The developer preview of Flock was released a few days ago, and the blogging geeks have gone nuts posting about it. This is not surprising; Flock received a quite a bit of coverage and hype leading up to its release, as it is positioning itself as a browser for bloggers (a “social browser”, as the cool kids are calling it). Consider this entry but one more pebble in the Flock “avalaunch“.
My favorite feature of Flock is that it’s built on top of Firefox, the browser I use for most of my internet needs. Its Firefox heritage provides Flock instant multi-platform compatibilities, with binaries available for Windows, Mac OSX, and Linux. Between work and home, I use all three of these platforms on a daily basis, and so this coverage is appreciated. I’ve installed Flock on all supported platforms, and the experience is typical of what you’d expect for each: a painless Windows installer, a “drag icon to your Applications folder” dmg file for Mac OSX, and a plain ol’ tarball for (i386-based) Linux (flock still hasn’t shown up in my yum repositories). Even better, Flock is (currently) completely open-source, so if you’re using a platform not represented in the above, you’re almost certainly geeky enough to know how to compile an application from its source code.
In fact, Flock in its default mode feels pretty much identical to a stock Firefox installation. And even though Flock doesn’t support every Firefox extension, they’ve gone to the trouble of ensuring the most popular ones are usable on Flock. So, even if Flock provided no additional value, it provides essentially the same experience as the browser I use normally. Of course, that’s a pretty crappy reason to switch browsers, so let’s discuss the value-add, shall we?
Flock provides a host of additional features that are right in my wheelhouse. It’s replaced bookmarks with “favorites”: URLs stored online at the site del.icio.us (provided you have an account there). Folders, of course, are gone, replaced by “tags” and “collections”. I’ve blogged in the past about implementing roaming bookmarks with del.icio.us; this is even better.

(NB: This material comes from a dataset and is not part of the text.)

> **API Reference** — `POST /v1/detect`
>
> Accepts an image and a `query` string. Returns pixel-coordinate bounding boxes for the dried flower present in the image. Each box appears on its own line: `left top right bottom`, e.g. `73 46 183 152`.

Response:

Flock also ties into the picture-sharing site Flickr. It provides a view into your (or someone else’s) photo collection at flickr, along with a handy drag-and-drop interface. While I haven’t had much time to use this feature other than for its novelty factor, I’m still optimistic. Given that I’ve been using Flickr for several months now, including integrating it into this blog, I’m sure I’ll find this feature handy in the future.
Speaking of blogs, this is the technical arena that Flock is really playing in. Flock wants to be the browser of bloggers, and all of its features are geared towards making the life of the active blogger easier, from its “Shelf” tool for easily storing URLs, images, and snippets of text (properly attributed to the originating site), to the blog editor that lets you draft and publish blog posts to a variety of blog applications/services. This last feature in particular has me more excited than anything else. I’ve lamented on multiple occasions about how uninspired I am about blogging when presented with WordPress’s default editor, even to the point of considering hooking up Google’s blogging service to my site in a rube goldbergian fashion. With Flock, that may no longer be necessary. Even though Flock’s actual editor is still pretty clunky (no undo, no spell checker, spastic cursor, etc), its integration into the rest of the application is inspired. Drag-and-drop blog creation, using either the “Shelf” or the “Drag stuff to blog it!” target, makes the act of starting a blog entry (usually my biggest hurdle) insanely easy.
This deep integration of the browser into the blogger’s experience has much potential, which Flock has only begun exploring. One nice subtle touch is that since I’ve associated my blog with Flock, I’m automatically logged in whenever I navigate to it. But there’s so much more they can do with this, both large and small. Phil, my CTO, had another such idea:
One thing that would incredibly cool is something like the WordPress “Edit” link which is displayed next to my posts could invoke the Flock editor instead of the wordpress page. Given their deep integration with the browser, Flock could make something like this work.
Anyone who follows this particular blog would never mistake me for an “active” blogger, but a browser like Flock may help turn this posting-challenged lurker into more of an actual interlocutor. Even with its myriad bugs and beta-quality features, Flock shows significant promise of rethinking the browsing experience, at least for those that are looking to do more than just browse.